While Americans remain tethered to a petro-driven economy and surging demand from China and other emerging markets is driving up global demand, the quest for new sources requires more money and technological wizardry than ever before. As anyone tracking the massive Gulf spill can attest, it brings greater risks as well.

“No one goes and tries to drill in a mile of water if they can think of somewhere easier to do it,” said Chris Skrebowski, a former strategist for British Petroleum who now runs a London consultancy that studies oil depletion.

“The easy stuff that you have access to … is already spoken for. All that’s left is the frontiers, which are necessarily more technically challenging.”

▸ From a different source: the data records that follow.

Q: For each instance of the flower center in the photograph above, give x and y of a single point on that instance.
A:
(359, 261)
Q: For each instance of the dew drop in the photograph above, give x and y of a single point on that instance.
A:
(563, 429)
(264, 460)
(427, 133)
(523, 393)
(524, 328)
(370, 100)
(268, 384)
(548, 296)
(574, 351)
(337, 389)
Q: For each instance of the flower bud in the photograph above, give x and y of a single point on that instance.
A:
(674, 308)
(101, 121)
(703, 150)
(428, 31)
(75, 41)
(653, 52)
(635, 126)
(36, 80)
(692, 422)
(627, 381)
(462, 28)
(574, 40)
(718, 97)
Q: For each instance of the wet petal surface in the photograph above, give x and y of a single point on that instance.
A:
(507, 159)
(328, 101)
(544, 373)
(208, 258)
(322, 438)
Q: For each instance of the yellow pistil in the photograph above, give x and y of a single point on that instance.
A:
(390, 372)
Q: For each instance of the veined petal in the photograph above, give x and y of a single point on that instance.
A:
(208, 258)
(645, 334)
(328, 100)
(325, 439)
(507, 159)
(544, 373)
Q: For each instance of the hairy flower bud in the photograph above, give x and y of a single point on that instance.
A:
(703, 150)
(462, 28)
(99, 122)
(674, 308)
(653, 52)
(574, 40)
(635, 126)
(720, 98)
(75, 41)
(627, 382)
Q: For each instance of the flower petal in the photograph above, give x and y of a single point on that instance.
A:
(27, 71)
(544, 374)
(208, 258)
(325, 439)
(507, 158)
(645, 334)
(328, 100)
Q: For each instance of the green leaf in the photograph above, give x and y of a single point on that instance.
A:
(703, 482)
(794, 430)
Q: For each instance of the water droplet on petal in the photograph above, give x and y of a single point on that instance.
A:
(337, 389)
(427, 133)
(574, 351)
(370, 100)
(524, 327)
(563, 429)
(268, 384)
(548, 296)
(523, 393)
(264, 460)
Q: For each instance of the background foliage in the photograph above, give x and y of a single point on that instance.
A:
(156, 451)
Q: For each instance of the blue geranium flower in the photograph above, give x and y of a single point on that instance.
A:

Just as the space program pushed its horizons farther and farther away in the last century, occasionally suffering devastating setbacks, the 21st-century search for oil is testing the limits of science and the environment. It also presents the Obama administration and Congress with a policy problem to which there’s no easy solution.

Weaning the U.S. off oil has never been politically convenient, and it’s even less so with the nation slowly climbing out of a deep recession. The most promising approaches include sharply higher gasoline taxes and mileage standards and increased use of nuclear power, wind, solar energy or geothermal power — all of which have their own drawbacks.

Pushing ahead with unconventional drilling in the wake of a major spill could seem risky, but putting the brakes on exploration would worsen what analysts warn is an impending oil price crunch as world demand increases and production slows.

“An oil spill here or there hasn’t gotten in the way of oil extraction anywhere,” said Peter Maass, the author of the 2009 book “Crude World: The Violent Twilight of Oil.” “We want our oil, and we’re pretty much willing to pay any price for it.”

During the past decade, Americans have curbed per capita oil consumption slightly. Overall U.S. demand is roughly the same as it was in 2000, when the population was about 7 percent smaller, according to official statistics. However, with China and India together adding more than 1.2 million cars each month, according to figures from the Organization for Economic Cooperation and Development, there’s more global competition for oil than ever before.

The U.S. still imports more than half the oil it consumes, and energy companies are racing to shore up the dwindling supply from conventional sources.

Before the Deepwater Horizon offshore rig exploded and sank late last month in the waters off Louisiana, drilling in ultra-deep water, usually described as water depths greater than 5,000 feet, was widely regarded as a vital part of future U.S. oil production. President Barack Obama has said he’ll wait for a 30-day review of the oil spill to decide whether to proceed with new offshore drilling.